その1 産むべきか、産まざるべきか


 妊娠中絶について考えています。いや、違う、べつに恋人を妊娠させてしまったわけではありません。あくまで社会問題、あるいは倫理的問題としての中絶について考えているのです。

 きっかけはmixiのあるトピックでした。それは友人が妊娠中絶を考えているというある女性が作ったトピックで、その友人をどう励ませばいいのかと訊ねていました。そして、そこに寄せられた反響はそのほとんどが中絶に反対するものだったのです。

 曰く、中絶は殺人である。曰く、いのちより大切なものはない。曰く、こどものためを思えば学校を中退するくらいなんでもないはず。さまざまなことばで中絶を否定する意見が寄せられていました。

 ひとつひとつの内容はわからなくもないものなのですが、とにかくここまで圧倒的に中絶反対派が多いとは思っていませんでした。

 現在、日本では年間30万件以上の中絶手術が行われているといわれています。中絶に対する抵抗感はそれほど大きくないのではないかというのがぼくの予想でした。結果としてはそれは大はずれだったわけです。

 まあ、mixiに集まる意見が社会を代表しているとも思わないけれど、その後Googleにお伺いを立ててみたところ、やはり中絶反対派の声は大きいと思わざるをえませんでした。

 このことについて印象にのこっている出来事があります。大学時代、ぼくは女性学の講義を取っていたのですが、そこで妊娠中絶についてディスカッションすることになったのです。

 お題はもし自分、ないし自分の恋人が妊娠したとしたらどうするか、ということでした。何人かのグループで話しあったところ、その場のいた数名の女性全員が「堕ろす」と答えました。

 ぼくは意外に思いました。少なくともひとりかふたりは「産む」とこたえるひとがいるものと思っていたからです。

 しかし、すぐに考えなおしました。ぼくの通っていた大学は都内の有名私立大学です。べつにたいして偏差値の高い大学ではないけれど、その名前をあげれば知らないひとはいない学校であることは間違いない。

 きっと彼女たちも入学のためにそれなりの努力をしてきたはずだし、お金もかかっている。しかし、妊娠出産ということになれば、どうしても退学しなければならない可能性が高い。

 彼女たちが妊娠によってキャリアを捨てたくないと考えることは、考えてみればむしろ当然のことでした(当然だと思わないひともいるだろうけれどね)。

 そしてまた、産むとこたえるものと思い込んでいたぼくの心に、女性のキャリアを軽く観る視点がなかったとはいえません。ぼくは自分の態度を反省し、この結果をこころに刻みました。
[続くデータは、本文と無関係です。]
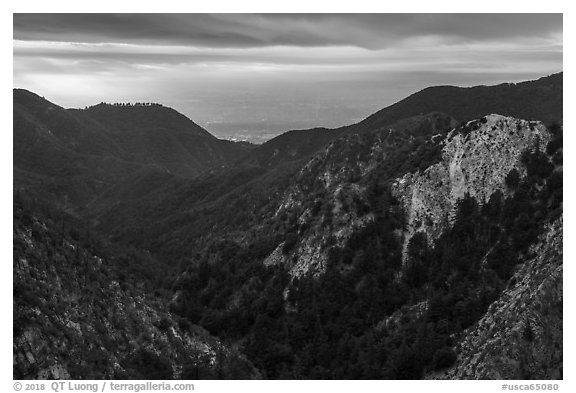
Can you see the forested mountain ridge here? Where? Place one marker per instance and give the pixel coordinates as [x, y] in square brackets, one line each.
[373, 254]
[80, 312]
[342, 283]
[73, 156]
[531, 100]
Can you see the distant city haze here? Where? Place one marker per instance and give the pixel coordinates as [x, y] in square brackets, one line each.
[252, 77]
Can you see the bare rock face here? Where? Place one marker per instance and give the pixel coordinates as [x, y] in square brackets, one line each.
[520, 337]
[475, 161]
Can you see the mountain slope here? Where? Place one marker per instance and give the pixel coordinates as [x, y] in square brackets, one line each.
[532, 100]
[76, 155]
[520, 337]
[75, 317]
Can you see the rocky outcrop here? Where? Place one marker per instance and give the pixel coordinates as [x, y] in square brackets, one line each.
[476, 159]
[520, 337]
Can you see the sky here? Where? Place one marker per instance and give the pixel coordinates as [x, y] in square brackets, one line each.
[254, 76]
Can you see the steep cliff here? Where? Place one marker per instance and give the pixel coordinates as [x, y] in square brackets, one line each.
[476, 158]
[74, 318]
[520, 337]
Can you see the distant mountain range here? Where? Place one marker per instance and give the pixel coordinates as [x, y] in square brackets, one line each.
[388, 249]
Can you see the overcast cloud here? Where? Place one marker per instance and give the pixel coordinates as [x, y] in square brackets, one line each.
[269, 72]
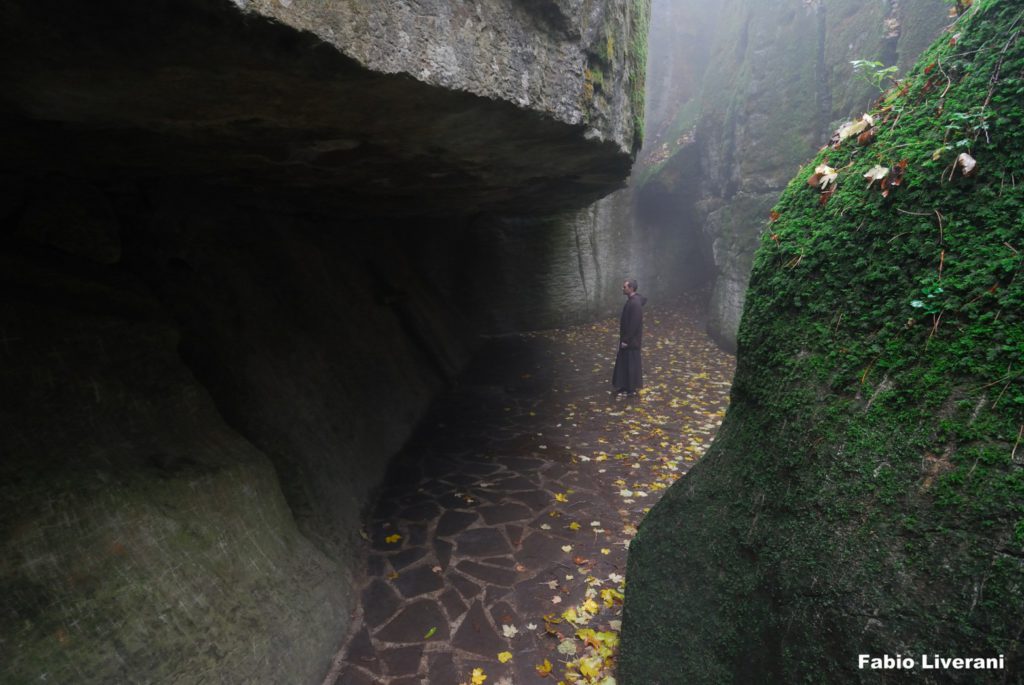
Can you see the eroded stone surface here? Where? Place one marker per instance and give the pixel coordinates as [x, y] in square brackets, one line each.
[497, 573]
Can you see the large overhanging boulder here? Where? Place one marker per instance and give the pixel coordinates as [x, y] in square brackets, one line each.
[396, 108]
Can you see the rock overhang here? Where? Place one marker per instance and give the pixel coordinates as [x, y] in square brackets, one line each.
[221, 94]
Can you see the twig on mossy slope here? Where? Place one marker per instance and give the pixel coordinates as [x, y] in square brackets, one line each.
[995, 74]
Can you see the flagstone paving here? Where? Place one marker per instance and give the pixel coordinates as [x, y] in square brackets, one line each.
[511, 511]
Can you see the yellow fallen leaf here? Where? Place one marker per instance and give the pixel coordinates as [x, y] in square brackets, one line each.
[590, 666]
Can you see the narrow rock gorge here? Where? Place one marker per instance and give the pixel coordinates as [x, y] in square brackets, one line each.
[747, 94]
[864, 495]
[244, 245]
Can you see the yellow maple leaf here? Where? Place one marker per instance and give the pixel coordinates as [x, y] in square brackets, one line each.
[590, 666]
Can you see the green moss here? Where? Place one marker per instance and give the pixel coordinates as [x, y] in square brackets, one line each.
[640, 22]
[865, 491]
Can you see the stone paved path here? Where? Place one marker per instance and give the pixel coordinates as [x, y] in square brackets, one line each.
[503, 532]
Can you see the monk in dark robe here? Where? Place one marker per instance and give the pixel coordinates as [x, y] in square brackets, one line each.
[628, 375]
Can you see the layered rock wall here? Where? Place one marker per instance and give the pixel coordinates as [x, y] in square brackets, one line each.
[864, 493]
[774, 81]
[236, 271]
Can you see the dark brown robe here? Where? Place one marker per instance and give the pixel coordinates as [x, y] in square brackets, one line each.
[628, 374]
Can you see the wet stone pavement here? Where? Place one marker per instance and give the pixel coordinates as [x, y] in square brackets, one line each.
[498, 549]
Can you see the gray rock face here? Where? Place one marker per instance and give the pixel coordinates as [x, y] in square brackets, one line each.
[136, 523]
[790, 84]
[315, 104]
[535, 54]
[236, 272]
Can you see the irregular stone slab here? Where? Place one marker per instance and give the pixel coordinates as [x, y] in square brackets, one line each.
[488, 496]
[419, 513]
[488, 573]
[466, 588]
[435, 467]
[353, 676]
[417, 533]
[376, 564]
[462, 479]
[360, 650]
[418, 581]
[402, 660]
[503, 513]
[539, 551]
[534, 598]
[519, 482]
[454, 521]
[455, 500]
[453, 604]
[416, 621]
[504, 614]
[514, 533]
[556, 470]
[443, 552]
[407, 558]
[441, 669]
[536, 500]
[482, 543]
[523, 464]
[480, 468]
[476, 635]
[495, 593]
[379, 602]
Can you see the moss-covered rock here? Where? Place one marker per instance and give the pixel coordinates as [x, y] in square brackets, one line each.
[865, 494]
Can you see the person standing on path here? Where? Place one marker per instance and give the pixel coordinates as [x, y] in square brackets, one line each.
[628, 375]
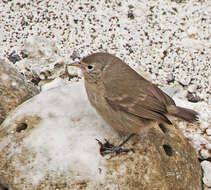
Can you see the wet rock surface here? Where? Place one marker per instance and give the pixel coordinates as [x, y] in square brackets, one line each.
[49, 143]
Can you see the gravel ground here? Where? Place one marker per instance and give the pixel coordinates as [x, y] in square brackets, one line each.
[169, 40]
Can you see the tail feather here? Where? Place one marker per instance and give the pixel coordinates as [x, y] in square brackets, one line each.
[183, 113]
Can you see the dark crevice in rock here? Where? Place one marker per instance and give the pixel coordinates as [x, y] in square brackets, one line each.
[21, 127]
[168, 150]
[162, 127]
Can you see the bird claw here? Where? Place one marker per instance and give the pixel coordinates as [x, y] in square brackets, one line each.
[108, 148]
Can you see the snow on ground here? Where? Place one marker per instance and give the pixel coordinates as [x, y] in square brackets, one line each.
[168, 40]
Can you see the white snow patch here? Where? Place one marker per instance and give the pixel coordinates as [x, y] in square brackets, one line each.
[206, 166]
[65, 139]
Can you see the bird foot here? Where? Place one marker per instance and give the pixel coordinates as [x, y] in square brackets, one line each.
[108, 148]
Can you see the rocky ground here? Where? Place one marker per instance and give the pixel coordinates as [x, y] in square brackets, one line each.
[167, 40]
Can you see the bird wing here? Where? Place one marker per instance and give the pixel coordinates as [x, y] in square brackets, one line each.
[136, 96]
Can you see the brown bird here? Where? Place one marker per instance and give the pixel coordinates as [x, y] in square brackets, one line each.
[124, 99]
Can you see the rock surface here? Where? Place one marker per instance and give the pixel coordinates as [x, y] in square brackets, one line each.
[49, 143]
[13, 89]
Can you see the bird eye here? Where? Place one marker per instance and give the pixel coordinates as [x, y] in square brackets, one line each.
[90, 67]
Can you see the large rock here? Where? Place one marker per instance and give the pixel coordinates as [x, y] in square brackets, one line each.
[13, 89]
[48, 143]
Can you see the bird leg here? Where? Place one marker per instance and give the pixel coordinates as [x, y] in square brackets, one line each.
[108, 148]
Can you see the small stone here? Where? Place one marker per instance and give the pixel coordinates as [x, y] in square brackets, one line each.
[14, 57]
[130, 15]
[192, 97]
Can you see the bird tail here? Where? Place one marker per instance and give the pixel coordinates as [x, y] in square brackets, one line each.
[183, 113]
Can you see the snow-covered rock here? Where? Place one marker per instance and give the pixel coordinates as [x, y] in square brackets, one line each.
[14, 89]
[49, 142]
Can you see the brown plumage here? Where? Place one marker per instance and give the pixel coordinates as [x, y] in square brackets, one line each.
[124, 99]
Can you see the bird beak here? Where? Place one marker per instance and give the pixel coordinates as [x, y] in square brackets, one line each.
[76, 64]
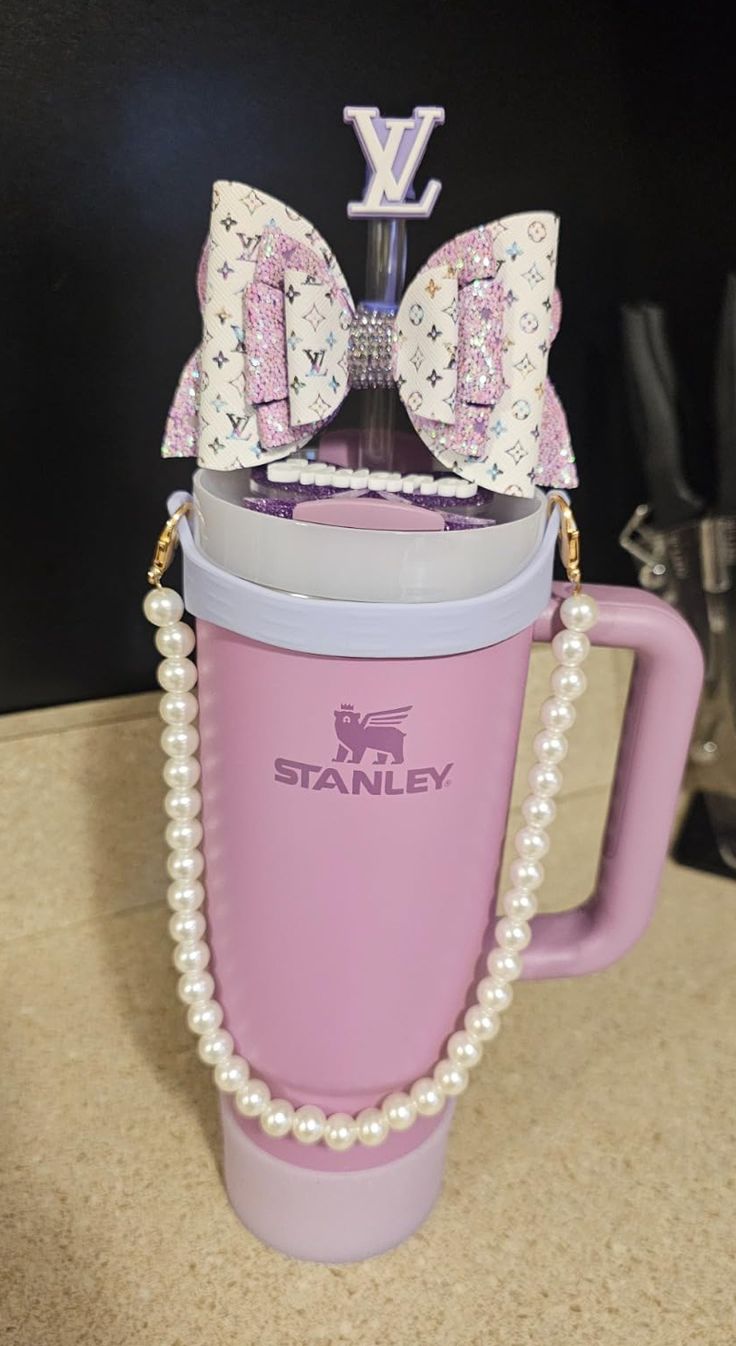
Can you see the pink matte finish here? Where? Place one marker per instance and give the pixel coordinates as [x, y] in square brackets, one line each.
[347, 929]
[662, 703]
[324, 1216]
[353, 510]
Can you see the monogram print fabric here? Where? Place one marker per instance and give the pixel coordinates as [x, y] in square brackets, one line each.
[470, 346]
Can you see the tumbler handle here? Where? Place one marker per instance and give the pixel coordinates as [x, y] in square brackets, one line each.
[659, 714]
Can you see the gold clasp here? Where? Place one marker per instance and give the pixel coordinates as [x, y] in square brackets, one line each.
[166, 545]
[569, 539]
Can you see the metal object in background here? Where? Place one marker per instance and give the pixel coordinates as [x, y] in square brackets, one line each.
[690, 560]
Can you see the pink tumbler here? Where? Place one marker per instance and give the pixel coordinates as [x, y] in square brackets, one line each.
[357, 766]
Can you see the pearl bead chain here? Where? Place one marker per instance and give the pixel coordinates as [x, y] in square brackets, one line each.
[425, 1097]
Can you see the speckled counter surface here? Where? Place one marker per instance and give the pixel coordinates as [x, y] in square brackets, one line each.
[591, 1182]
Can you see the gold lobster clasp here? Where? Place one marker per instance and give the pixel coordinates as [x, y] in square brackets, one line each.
[166, 545]
[569, 539]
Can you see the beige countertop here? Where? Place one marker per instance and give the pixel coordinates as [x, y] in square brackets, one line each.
[591, 1182]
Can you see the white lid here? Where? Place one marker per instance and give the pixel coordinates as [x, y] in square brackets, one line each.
[320, 560]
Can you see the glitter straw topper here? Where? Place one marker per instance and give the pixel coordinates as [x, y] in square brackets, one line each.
[365, 606]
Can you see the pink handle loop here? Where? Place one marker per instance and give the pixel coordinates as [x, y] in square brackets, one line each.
[659, 714]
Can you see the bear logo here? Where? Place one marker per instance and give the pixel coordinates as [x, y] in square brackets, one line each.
[377, 730]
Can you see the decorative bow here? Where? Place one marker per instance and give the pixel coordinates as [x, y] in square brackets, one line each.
[283, 343]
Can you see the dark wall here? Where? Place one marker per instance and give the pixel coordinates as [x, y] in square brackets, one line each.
[116, 120]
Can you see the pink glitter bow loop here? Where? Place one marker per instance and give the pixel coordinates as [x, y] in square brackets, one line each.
[296, 322]
[283, 343]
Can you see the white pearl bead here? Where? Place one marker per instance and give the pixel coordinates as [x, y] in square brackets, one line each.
[557, 715]
[513, 936]
[526, 874]
[451, 1077]
[400, 1111]
[464, 1050]
[175, 641]
[427, 1096]
[214, 1046]
[494, 995]
[520, 905]
[341, 1131]
[230, 1074]
[203, 1016]
[538, 810]
[568, 684]
[373, 1127]
[191, 957]
[252, 1099]
[186, 925]
[545, 780]
[163, 607]
[185, 864]
[183, 835]
[183, 804]
[195, 985]
[571, 648]
[276, 1117]
[176, 675]
[482, 1023]
[186, 897]
[550, 747]
[308, 1124]
[503, 965]
[579, 613]
[178, 708]
[532, 843]
[179, 740]
[180, 773]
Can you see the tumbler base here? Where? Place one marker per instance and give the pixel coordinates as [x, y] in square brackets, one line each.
[331, 1217]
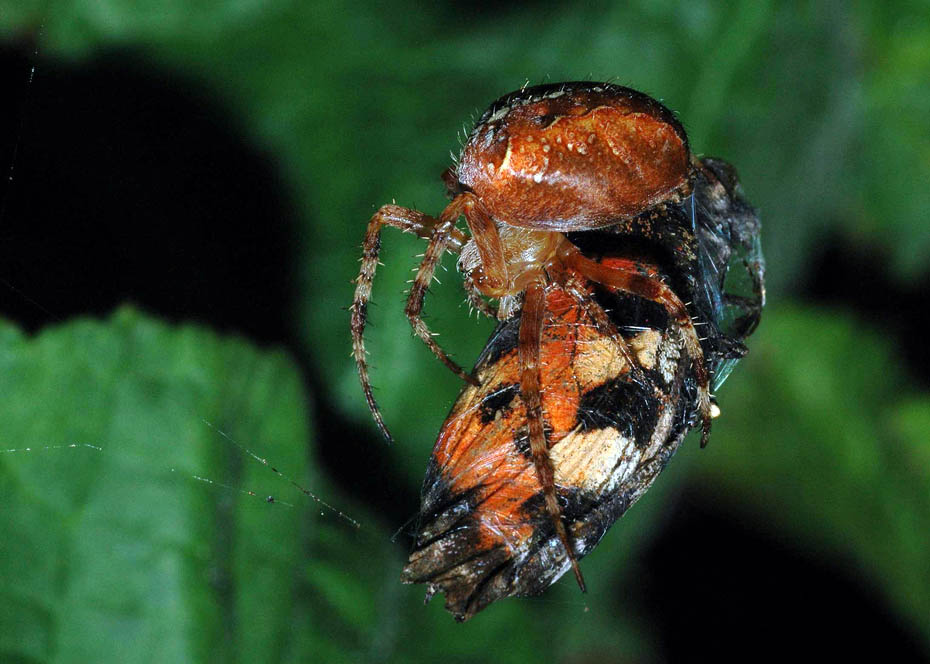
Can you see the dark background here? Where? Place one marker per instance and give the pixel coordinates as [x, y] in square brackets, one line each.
[218, 169]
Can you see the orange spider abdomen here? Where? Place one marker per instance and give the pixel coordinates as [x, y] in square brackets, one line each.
[575, 156]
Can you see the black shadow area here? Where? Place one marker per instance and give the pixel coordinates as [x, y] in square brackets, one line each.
[131, 184]
[717, 588]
 しかし、mixiのトピックに寄せられた書き込みを見ると、女性でも中絶に反対するひとは非常に多いようです。自分は学生でこどもを産んだけれど、それでよかったと思っている、といった書き込みも多かった(ちなみに該当トピックは既に削除されている)。

 このことについてどのように捉えるべきでしょうか。いろいろと反響が予想される、めんどうな話題ではありますが、ちょっと考えていってみたいと思います。